Saturday, January 23, 2010

The Secret Ballot


Secret Ballot
Directed by Babak Payami
How important are elections for us? Theoretically elections are the most important ingredient in a democracy. It gives you the power to elect your own government. In India election times are the most interesting times where everyone cashes in. For the media houses this is “dance of democracy” and they take it upon themselves to educate the readers about their democratic rights, candidates, the predictions, the trends and everything you never wanted to know. You have exit polls, public opinions everything all going into extreme measures to make you aware of your elected government. However do things change at your end? Or it is merely a quarterly affair? Half of the times, you struggle to decide, whom to vote for amidst the list of goons who are representing your constituency. Often some courageous journalists do react in strong ways of throwing shoes at the defence minister and manage to evict a few rotten eggs from the basket. But more or less elections are just a matter of fact for many of us.
How important can democracy and elections be at Iran? We all know that true liberal democracy did come to Iran for a short while through Mossadeq and then the saga of how U.S had played against this democracy, wary of losing its exploitative power over Iran’s resources. After that, post revolution, Iran never got back democracy in true sense. However in the Islamic republic of Iran, elections do preside as universal suffrage where you can vote above the age of 16. The supreme leader selects the representatives and the citizens vote to select their candidate. However, a theocratic nation, Iran’s government runs with the Islamic principle of “Presiding in righteousness and Prohibiting the wrong”. Hence how do they make sure that everyone makes the right choice? Simple enough, even if the candidate is selected, it’s finally the supreme leader who decides the right candidate and millions of papers and Secret Ballots are then discarded. (The recent precision of Ahmedinijad as the president over Masoudeh showed that) How are then elections treated in Iran? Do people still rest their hopes on suffrage? The supreme leader is extremely keen to maintain the sanctity of the process, to make sure that elections are held and everyone gets the right to vote.

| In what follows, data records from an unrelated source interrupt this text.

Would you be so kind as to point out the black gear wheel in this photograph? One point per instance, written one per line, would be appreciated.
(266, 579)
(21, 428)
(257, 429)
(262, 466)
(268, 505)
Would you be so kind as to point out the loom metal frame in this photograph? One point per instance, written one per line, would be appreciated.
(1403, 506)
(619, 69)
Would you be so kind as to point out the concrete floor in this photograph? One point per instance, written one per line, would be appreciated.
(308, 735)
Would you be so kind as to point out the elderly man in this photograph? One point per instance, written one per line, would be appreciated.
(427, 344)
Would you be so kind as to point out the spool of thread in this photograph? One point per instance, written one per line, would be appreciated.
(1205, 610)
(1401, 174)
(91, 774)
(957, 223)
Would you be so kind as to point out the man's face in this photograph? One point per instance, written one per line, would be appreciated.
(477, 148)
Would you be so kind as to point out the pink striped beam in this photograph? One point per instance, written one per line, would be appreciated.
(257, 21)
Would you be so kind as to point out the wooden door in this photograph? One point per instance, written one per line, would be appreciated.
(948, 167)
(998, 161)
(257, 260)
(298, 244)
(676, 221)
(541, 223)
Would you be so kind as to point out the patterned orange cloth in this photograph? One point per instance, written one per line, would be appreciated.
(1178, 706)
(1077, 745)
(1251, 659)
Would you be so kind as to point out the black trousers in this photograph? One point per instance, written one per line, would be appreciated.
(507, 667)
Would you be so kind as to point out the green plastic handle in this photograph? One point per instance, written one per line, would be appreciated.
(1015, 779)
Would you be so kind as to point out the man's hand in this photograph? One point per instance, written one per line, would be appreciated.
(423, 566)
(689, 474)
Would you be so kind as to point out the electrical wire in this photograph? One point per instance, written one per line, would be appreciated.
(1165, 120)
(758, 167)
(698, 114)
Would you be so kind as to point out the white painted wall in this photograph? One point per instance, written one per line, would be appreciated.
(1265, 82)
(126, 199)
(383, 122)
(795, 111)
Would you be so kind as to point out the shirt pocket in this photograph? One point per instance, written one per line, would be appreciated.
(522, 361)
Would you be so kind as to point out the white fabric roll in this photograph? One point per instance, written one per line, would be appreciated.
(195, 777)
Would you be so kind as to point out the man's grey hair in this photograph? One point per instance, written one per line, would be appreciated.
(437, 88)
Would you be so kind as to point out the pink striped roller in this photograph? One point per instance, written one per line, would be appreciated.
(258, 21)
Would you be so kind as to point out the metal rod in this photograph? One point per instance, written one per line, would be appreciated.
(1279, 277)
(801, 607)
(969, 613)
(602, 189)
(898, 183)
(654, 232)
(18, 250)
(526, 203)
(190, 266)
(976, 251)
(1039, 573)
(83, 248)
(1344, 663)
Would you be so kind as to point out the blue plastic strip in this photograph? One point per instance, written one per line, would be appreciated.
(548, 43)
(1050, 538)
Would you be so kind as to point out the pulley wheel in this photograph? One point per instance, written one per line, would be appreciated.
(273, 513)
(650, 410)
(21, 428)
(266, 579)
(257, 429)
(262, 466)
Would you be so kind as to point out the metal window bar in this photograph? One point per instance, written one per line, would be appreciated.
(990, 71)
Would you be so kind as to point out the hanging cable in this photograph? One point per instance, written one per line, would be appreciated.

Babak Payami’s Secret Ballot shows such an election day in a small Iranian island (actually the film was shot in the Kish island on the Persian Gulf)
It was just another day for the army guards in this remote sleepy island, till a white ballot box falls from a flying aircraft. This new artefact leaves them perplexed. Soon arrives a young girl as an election agent who has been sent to collect votes from the people on this island through the secret ballot. Initially reluctant to take orders from a girl, even if she is a government officer and later unfazed by her constant lectures about everyone should vote, the soldier still takes her around the island to collect votes. She has the ballot papers and photographs of the candidates.

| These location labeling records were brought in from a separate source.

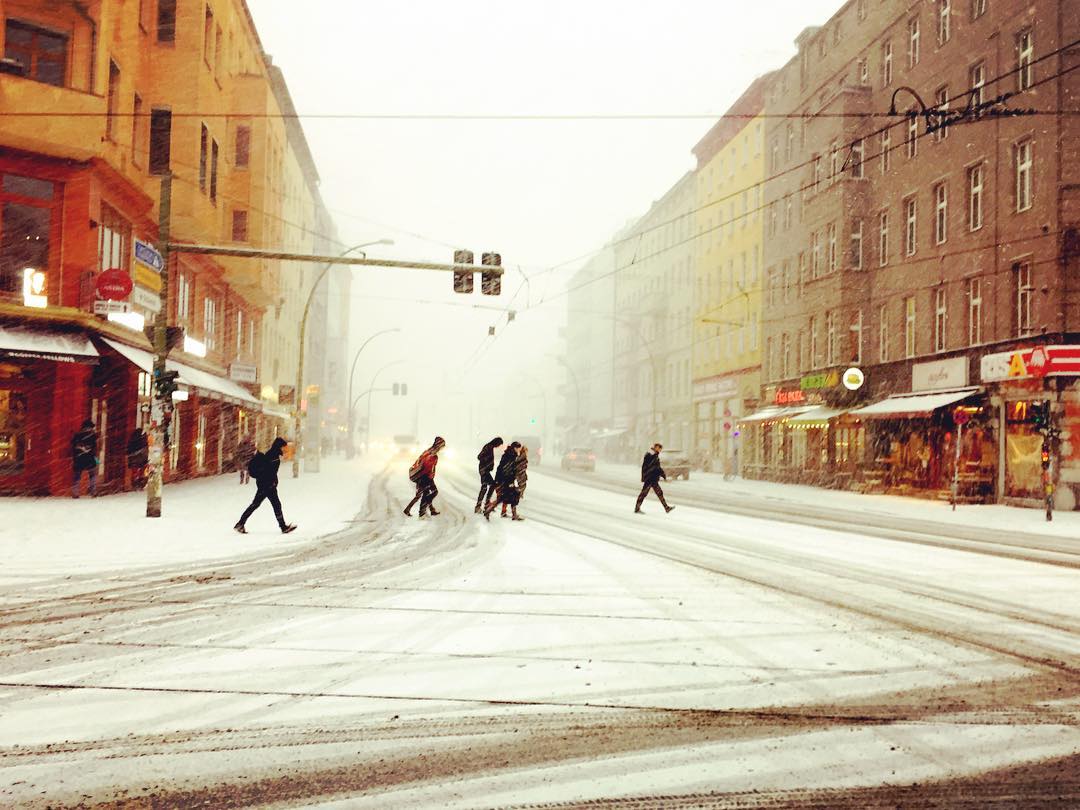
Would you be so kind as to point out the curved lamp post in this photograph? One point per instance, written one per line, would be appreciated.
(297, 437)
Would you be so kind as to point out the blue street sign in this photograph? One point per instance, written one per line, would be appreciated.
(147, 254)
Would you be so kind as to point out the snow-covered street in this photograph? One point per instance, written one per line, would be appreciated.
(701, 658)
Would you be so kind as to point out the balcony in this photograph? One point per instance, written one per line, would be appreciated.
(76, 133)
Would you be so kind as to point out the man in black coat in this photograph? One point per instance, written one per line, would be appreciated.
(265, 471)
(84, 458)
(486, 459)
(651, 473)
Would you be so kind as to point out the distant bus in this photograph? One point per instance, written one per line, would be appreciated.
(535, 447)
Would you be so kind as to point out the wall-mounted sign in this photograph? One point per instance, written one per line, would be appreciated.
(147, 256)
(940, 374)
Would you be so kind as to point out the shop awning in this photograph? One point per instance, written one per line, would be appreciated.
(773, 414)
(190, 377)
(59, 347)
(920, 403)
(821, 414)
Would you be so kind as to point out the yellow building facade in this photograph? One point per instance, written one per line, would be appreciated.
(729, 226)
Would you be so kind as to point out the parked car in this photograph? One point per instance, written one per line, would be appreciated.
(676, 463)
(579, 458)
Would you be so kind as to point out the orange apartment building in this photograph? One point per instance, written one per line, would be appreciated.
(98, 100)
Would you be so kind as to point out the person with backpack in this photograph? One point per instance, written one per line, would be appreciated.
(422, 473)
(651, 473)
(84, 458)
(486, 459)
(264, 469)
(503, 477)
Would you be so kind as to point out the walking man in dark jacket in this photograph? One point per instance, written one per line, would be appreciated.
(422, 473)
(651, 473)
(264, 469)
(84, 458)
(486, 459)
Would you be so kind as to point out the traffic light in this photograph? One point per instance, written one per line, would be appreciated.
(165, 382)
(490, 283)
(462, 279)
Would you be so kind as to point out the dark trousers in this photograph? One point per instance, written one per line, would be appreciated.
(269, 494)
(486, 488)
(655, 486)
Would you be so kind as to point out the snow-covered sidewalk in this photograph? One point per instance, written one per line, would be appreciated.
(971, 515)
(44, 538)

The vote collection process seems to be arduous for the agent. She meets a truck full of people who have come to vote including a 12 year old girl. The girl’s mother disagrees to her rejection of the girl’s right to vote. This is because she believes that if a girl can get married at the age of 12, then how incomprehensible can voting be for her. She meets a man working on a solar energy sector, who denied to vote. He is of the opinion that only God is his saviour and he does not want to rest his beliefs of being served by any mortal being. Then there was one woman mourning her husband’s death, who retorts back saying that she is deprived of her basic right to join her husband’s funeral processing at the cemetery, voting rights mean nothing for her. Few in fact refuse to vote for the candidates, saying they donot know the candidates, have never even met them. Through these pieces of images shot in minimalistic styles in long takes, Payami wants to build a Kafkaesque notion of the election for the commoners. Through the desperate stubbornness of the election agent it seems that all that matters is the process to be conducted. The people are of less importance. However the sanctity of the process needs to be maintained, no guns should be shown to the people, they should not be bribed to vote, they should not be of a different nationality; however all these hurdles do occur at different points in time.
Conducting the elections seems to an arrogance of “doing things the right way”, one of those soul-less mechanised must dos by the government. Hence nobody seems to be concerned about what happens to this adobe hut adorned remote island and its people for the rest of the year. All that is important now is they should vote. The only logic offered by the agent that “voting is right and good for people” like so many other rules, which have been drawn since they are “right and good for people” and almost all drawn without consulting them. In fact it seems she has been conditioned to believe in that idea.
The absurdity of the whole process is revealed to the agent through a wonderful metaphor. At one point, when the agent is on her way to catch the ferry back to the city, the soldier stalls his car indefinitely seeing a red light in the middle of a desert. The agent asks him to ignore the light, since it is an fault in the system. There is no need for a signal in a desert. However the soldier is adamant that he would not violate the rule although the rule itself here is complete absurd without any traffic. This is almost indexical of the whole rule game to be a complete farce.
However still out of this whole game, the ballot box still is the most coveted fact, an outcome of the crafted process for practising democratic right justly and correctly. Hence we find that instead of the ferry, the anxious government sends for an aircraft to transport the ballot box to safe hands, where based upon the “rightly executed process”, further new rules and laws will be crafted for the people.